Introduction: Despite having different embriogenic origins, thyroid medullary carcinoma and follicular carcinoma may be seen together as mixed medullary-follicular thyroid carcinoma. We present a rare case of mixed medullary-follicular cell carcinoma of thyroid which has a progressive and aggressive nature.

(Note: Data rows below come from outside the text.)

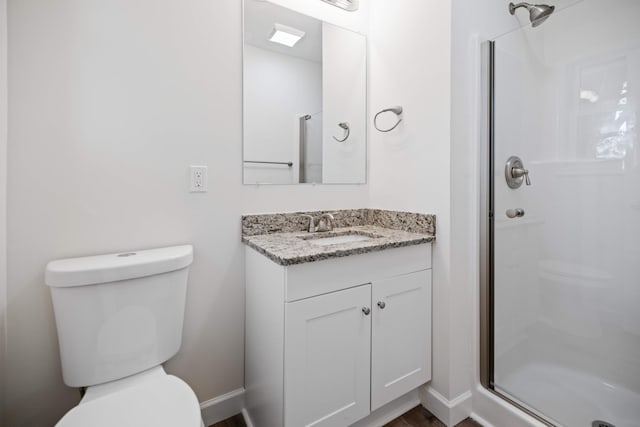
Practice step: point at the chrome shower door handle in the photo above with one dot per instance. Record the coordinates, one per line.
(347, 131)
(515, 213)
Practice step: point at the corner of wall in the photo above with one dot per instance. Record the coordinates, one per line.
(3, 198)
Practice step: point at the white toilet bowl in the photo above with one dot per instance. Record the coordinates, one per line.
(151, 398)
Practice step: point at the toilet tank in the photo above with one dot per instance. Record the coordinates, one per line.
(118, 314)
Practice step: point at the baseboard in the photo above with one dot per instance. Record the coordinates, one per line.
(222, 407)
(247, 418)
(450, 412)
(390, 411)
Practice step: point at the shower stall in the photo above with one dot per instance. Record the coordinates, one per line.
(560, 224)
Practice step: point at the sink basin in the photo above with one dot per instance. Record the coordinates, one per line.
(335, 240)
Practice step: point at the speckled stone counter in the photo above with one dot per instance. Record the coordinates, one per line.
(281, 237)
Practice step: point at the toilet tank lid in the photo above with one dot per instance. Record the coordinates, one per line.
(93, 270)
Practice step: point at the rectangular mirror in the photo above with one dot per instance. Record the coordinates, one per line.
(304, 99)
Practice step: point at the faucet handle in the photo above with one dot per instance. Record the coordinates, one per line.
(326, 222)
(311, 228)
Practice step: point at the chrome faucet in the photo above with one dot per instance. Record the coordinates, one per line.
(325, 223)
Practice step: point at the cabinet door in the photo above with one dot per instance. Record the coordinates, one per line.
(327, 359)
(401, 336)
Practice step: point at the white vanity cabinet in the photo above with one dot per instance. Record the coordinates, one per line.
(328, 342)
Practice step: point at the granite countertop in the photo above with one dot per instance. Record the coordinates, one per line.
(286, 243)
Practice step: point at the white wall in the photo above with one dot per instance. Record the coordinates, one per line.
(3, 197)
(278, 89)
(111, 101)
(410, 166)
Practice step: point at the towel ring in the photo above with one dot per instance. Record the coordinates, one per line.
(347, 131)
(397, 110)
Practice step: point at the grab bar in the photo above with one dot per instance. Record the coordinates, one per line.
(270, 163)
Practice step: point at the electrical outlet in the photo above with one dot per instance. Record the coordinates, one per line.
(198, 179)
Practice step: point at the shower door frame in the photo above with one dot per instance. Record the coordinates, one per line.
(487, 229)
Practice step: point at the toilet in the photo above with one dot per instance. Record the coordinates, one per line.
(119, 318)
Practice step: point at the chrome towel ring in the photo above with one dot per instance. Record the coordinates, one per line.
(347, 131)
(397, 110)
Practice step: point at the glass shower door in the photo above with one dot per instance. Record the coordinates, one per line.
(566, 248)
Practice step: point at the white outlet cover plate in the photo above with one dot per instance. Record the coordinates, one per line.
(198, 180)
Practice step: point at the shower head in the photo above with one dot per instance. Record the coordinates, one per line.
(538, 13)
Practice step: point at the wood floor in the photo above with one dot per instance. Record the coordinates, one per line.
(417, 417)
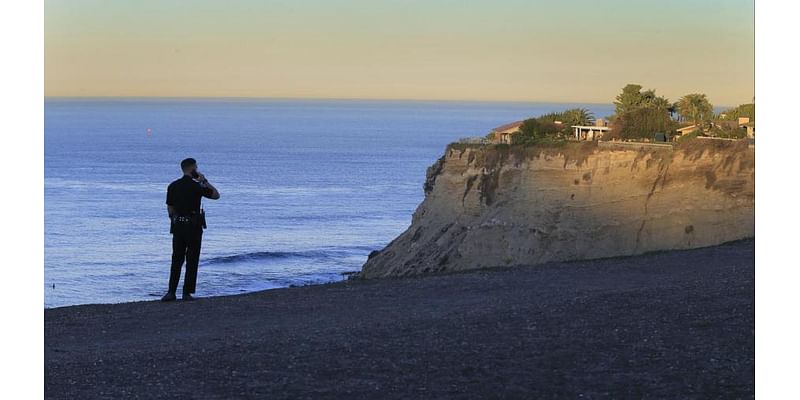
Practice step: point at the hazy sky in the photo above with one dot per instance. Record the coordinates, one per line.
(566, 50)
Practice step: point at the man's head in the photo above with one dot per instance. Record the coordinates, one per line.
(188, 165)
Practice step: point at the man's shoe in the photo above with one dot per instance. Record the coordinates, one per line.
(170, 296)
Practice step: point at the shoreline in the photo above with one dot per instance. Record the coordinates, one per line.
(353, 276)
(671, 324)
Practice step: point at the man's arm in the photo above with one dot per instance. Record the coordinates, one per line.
(214, 195)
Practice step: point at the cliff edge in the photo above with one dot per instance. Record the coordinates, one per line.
(499, 205)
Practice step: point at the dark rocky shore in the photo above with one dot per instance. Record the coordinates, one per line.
(666, 325)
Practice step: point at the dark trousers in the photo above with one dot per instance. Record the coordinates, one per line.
(185, 246)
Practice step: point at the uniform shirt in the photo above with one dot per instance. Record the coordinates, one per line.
(184, 195)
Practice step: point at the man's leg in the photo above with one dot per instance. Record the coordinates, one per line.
(179, 245)
(194, 241)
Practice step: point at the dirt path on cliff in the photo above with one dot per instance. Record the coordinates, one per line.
(666, 325)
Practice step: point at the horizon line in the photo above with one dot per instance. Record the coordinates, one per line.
(318, 98)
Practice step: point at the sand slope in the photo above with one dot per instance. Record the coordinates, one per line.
(667, 325)
(489, 206)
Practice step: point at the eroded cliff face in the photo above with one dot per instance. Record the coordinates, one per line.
(488, 206)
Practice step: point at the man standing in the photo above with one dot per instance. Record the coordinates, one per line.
(187, 222)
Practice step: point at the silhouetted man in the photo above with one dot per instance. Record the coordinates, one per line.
(187, 222)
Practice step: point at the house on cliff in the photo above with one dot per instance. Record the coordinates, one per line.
(502, 133)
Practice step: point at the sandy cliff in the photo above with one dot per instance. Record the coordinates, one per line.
(488, 206)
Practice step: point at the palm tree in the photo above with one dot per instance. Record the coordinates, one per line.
(696, 108)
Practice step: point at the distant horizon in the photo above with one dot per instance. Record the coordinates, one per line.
(503, 51)
(716, 106)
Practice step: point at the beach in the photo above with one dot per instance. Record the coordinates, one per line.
(676, 324)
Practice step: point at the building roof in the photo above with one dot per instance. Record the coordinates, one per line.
(510, 125)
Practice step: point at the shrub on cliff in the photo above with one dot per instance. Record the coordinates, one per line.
(534, 131)
(641, 123)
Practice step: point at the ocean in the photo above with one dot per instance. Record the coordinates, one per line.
(308, 187)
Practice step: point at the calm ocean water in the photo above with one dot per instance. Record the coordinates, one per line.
(309, 187)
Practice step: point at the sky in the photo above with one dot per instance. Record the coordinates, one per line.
(499, 50)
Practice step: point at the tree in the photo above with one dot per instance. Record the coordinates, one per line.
(630, 98)
(641, 123)
(696, 108)
(528, 132)
(577, 116)
(743, 110)
(533, 131)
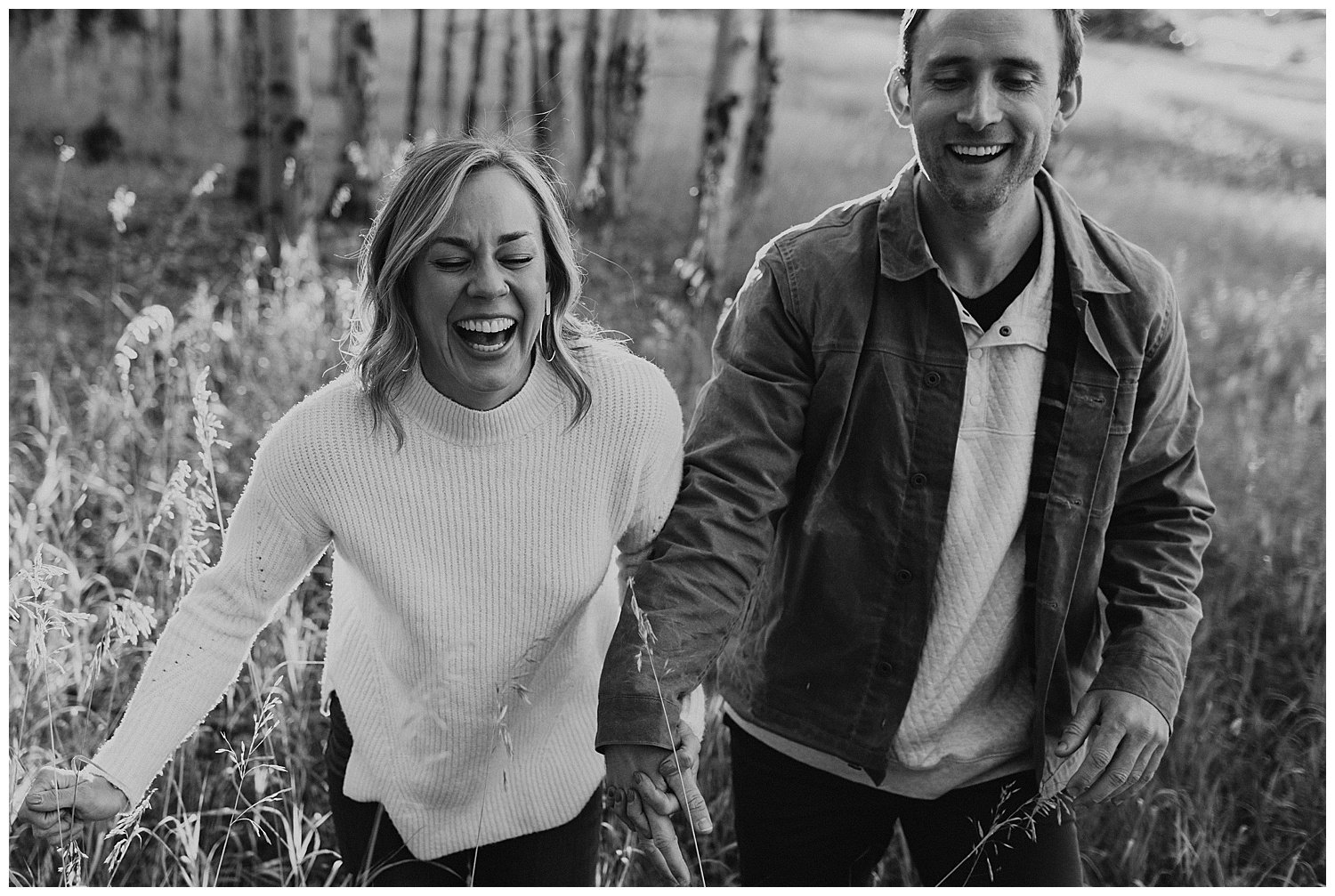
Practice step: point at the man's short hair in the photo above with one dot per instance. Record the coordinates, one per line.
(1068, 26)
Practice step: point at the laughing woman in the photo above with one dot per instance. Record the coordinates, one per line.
(474, 472)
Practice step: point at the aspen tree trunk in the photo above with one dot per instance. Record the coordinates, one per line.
(593, 119)
(509, 77)
(728, 109)
(171, 37)
(218, 53)
(554, 93)
(449, 111)
(342, 26)
(538, 88)
(360, 157)
(286, 139)
(761, 125)
(416, 75)
(149, 55)
(61, 32)
(627, 64)
(473, 112)
(250, 69)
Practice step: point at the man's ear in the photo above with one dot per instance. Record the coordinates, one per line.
(1068, 101)
(897, 91)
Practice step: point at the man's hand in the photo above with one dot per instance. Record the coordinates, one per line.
(1126, 751)
(61, 803)
(648, 786)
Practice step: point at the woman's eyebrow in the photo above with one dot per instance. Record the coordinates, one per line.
(466, 243)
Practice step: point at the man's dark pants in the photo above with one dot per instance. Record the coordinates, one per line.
(797, 826)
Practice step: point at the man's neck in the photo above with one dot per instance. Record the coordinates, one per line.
(976, 251)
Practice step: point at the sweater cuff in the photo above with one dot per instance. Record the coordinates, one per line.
(635, 720)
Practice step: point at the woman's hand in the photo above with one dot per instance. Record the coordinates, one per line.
(646, 786)
(61, 802)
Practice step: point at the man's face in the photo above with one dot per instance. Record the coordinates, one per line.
(983, 101)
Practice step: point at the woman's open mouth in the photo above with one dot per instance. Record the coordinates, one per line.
(486, 334)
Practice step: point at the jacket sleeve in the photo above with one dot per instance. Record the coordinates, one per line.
(1158, 532)
(740, 466)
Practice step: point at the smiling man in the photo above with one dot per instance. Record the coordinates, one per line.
(942, 519)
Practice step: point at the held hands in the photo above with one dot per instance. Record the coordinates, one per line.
(61, 803)
(646, 787)
(1126, 752)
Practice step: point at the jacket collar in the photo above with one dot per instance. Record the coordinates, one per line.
(904, 254)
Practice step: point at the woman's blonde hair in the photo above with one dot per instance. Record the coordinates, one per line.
(382, 341)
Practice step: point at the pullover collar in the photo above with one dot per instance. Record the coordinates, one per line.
(443, 418)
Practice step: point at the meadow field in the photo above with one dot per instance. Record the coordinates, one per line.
(146, 362)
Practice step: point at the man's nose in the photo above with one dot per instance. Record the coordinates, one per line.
(982, 107)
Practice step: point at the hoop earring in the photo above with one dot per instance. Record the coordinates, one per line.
(549, 330)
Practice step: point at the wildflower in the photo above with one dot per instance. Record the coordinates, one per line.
(128, 829)
(120, 206)
(139, 333)
(207, 182)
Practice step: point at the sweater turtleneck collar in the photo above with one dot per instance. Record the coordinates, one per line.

Case report: A 68-year-old female patient admitted with complaint of a lump in her neck. Ultrasonography of thyroid gland revealed a 37×35 mm solid mass. Fine-needle aspiration biopsy was reported as ‘suspicious for papillary or follicular carcinoma’. Patient underwent total thyroidectomy and right selective neck dissection. Pathology report showed diffuse invasive follicular carcinoma. Tumor diameter was 5 cm and there was capsular and lymphovascular invasion. Patient received radioactive iodine (RAI) treatment. Posttreatment whole body imaging (WBI) revealed only postoperative residual thyroid tissue. Owing to discrepancy between increased thyroglobulin levels and negative WBI results, positron emission computerized tomography scan was obtained. Metastasis was noted between left lower pulmonary lobe and second lumbar vertebral body (L2) Vertebral metastasis was confirmed with magnetic resonance imaging The patient received radiotherapy to L2. However, she had a rapidly growing right cervical mass within 3 months. Neck CT comfirmed a 54×38×29 mm lymph node package. Owing to agressive nature and lack of improvement upon RAI treatment as suggested by lack of iodine uptake by metastatic lesions in WBI, pathologic specimens were re-evaluated. It was reported to be mixed medullary–follicular carcinoma. Tumor cells has been stained positively with carcinoembryogenic antigen, synaptophysin, chromogranin and calcitonin Excisional biopsy result of neck mass was reported as carcinoma infiltration. The patient received radiotherapy to neck mass and is still followed-up under thyroid stimulating hormone suppression.

Conclusions: In the presence of differentiated thyroid carcinomas resistant to RAI treatment and agressive and progressive nature, possibility of a mixed form carcinoma should also be considered.